Through the twists and turns of the plot, the interplay of the mundane and the profound, and the confrontation between inertia and change, "Kowloon Tong" provides an insightful look into the moral and cultural issues surrounding the loss of Britain's most valuable colony.
The bulk of the novel presents the life and thoughts of Neville "Bunt" Mullard, a British man in his 40s who has lived in Hong Kong his entire life. In all that time, he has never visited mainland China, a short ferryboat ride away. Neither has his mother, Betty, with whom Bunt lives.

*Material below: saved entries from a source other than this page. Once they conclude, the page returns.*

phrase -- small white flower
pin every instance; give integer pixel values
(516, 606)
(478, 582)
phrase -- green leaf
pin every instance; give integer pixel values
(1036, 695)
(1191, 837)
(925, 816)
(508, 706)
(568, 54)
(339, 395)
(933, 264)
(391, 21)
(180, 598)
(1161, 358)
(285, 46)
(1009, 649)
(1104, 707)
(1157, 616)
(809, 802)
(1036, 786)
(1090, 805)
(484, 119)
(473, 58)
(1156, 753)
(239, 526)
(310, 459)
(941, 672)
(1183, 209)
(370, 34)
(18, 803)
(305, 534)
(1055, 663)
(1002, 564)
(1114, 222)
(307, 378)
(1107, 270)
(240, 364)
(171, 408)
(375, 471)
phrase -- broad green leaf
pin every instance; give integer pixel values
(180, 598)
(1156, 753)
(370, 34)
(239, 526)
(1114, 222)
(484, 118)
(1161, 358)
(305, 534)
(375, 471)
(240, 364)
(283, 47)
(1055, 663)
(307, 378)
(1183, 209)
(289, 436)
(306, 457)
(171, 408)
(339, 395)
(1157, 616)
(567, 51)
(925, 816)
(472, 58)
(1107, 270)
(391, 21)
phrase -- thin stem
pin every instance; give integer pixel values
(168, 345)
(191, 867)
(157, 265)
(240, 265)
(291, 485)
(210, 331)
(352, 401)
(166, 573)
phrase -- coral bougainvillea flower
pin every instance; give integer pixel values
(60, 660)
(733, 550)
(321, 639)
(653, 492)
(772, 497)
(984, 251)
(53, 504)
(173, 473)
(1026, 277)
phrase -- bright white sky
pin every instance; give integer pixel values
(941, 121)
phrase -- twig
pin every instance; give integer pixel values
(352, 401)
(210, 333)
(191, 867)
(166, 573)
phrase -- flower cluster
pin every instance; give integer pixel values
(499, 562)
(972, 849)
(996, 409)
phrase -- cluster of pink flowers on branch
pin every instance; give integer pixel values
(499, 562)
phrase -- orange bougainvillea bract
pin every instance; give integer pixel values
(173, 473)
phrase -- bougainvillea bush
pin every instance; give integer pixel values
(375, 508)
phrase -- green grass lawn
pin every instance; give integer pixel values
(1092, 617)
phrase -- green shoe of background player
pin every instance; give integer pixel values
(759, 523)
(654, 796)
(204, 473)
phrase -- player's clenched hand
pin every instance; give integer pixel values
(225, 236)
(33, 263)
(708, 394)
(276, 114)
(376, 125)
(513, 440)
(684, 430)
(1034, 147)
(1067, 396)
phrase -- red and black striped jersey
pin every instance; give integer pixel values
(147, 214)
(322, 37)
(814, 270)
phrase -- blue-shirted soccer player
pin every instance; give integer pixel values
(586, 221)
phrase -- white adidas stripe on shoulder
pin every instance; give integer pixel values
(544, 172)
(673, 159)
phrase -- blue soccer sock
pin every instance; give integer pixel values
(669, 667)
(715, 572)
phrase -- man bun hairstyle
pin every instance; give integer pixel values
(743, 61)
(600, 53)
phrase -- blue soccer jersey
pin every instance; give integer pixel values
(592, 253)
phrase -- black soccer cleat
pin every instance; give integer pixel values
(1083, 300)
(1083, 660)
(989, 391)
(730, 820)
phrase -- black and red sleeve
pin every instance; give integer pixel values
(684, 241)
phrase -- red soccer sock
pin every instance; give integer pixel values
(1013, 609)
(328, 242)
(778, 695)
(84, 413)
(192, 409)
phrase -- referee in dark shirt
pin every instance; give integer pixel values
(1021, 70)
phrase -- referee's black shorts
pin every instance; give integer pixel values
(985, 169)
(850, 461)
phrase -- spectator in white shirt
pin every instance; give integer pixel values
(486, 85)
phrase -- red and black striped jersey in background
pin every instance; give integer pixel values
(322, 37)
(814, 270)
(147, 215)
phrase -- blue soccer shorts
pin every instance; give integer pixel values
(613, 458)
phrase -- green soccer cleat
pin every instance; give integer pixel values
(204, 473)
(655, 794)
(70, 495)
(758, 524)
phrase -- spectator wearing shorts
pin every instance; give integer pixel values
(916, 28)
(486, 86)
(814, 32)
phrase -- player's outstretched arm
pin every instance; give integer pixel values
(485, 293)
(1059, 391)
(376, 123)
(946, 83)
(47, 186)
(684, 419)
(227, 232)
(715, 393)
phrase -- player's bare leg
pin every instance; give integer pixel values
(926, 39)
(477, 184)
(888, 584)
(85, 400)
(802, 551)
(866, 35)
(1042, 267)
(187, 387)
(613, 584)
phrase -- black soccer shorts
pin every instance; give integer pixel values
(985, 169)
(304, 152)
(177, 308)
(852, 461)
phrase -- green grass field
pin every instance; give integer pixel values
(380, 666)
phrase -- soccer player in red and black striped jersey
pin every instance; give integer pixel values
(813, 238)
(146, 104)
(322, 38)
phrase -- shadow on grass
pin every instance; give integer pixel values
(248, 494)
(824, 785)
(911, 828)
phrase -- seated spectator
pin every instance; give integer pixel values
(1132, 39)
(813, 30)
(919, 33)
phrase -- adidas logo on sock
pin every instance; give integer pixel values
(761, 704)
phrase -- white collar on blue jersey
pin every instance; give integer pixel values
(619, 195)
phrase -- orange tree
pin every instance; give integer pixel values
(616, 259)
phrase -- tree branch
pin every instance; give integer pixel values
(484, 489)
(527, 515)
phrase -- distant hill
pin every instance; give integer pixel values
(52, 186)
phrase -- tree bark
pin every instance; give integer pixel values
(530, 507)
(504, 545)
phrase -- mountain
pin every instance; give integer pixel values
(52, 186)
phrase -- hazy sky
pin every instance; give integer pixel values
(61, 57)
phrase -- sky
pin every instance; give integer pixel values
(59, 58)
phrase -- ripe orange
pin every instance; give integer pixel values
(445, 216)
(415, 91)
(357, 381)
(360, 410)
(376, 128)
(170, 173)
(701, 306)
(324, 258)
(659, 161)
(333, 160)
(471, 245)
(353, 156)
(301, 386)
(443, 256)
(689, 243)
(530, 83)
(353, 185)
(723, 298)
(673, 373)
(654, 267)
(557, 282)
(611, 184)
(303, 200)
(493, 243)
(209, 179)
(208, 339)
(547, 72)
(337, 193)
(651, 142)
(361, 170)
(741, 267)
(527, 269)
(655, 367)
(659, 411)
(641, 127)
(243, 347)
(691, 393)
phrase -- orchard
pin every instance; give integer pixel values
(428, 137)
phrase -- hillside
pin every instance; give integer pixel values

Both mother and son are ardent Brits. They buy British goods. Bunt boasts about their radio, a Roberts, not being Japanese: "Like the sturdy John Bull thermos flask on the sideboard it was English-made." He drives a creaky 1958 Rover that ceases to run halfway through the book.
And both of them refuse to eat Chinese food. "You see, it doesn't agree with us," is Bunt's terse explanation to the aggressive and scheming Hung, an Army officer from China who pursues Bunt and Betty with gifts, favors, and then threats, in order to buy their textile company, situated in a part of the colony called Kowloon Tong.
It becomes increasingly clear that very little that is Chinese agrees with either mother or son. They are blatantly racist. But the return - or "take away" as they call it - of Hong Kong to communist China means the certainties of their safe and insulated British colonial lives are being eroded - sometimes abruptly.
In addition, Hung's offer of 1 million ($1.6 million) for the textile factory drives a wedge between mother and son that grows throughout the novel and produces a final, tragic deception.
"Kowloon Tong" is in many ways an extended examination of the handover. And Bunt and his mother come to represent two very different perspectives on the event.
One view is glad to leave the colony, made rich by the ready cash of the Chinese who are moving in to do business as so many British expatriates leave.
The other view discovers that moving away from Hong Kong means the possibility of leaving behind something precious. Hung embodies the focused and inexorable drive of the Chinese to possess the territory that they deem rightfully theirs.
Hung also epitomizes an unspoken but forceful desire to see the British occupiers of that land leave, never to return.
And throughout the novel, Theroux illustrates the darker, seamier side of life in Hong Kong. From the sleazy bars and casual sex that fill the empty spaces of Bunt's afternoons and evenings, to the menacing presence of Hung, it is not a Hong Kong that many would envy or want to visit.
The mixed feelings with which one finishes the novel mirror the mixed feelings many have about Hong Kong's impending change of status. It is sad that the character with the most dignity and sensitivity - a Chinese worker in Bunt's factory named Mei-ping, with whom he is emotionally involved - appears to be the most devastated by the course of events.
* Sharon Johnson-Cramer is on the Monitor staff.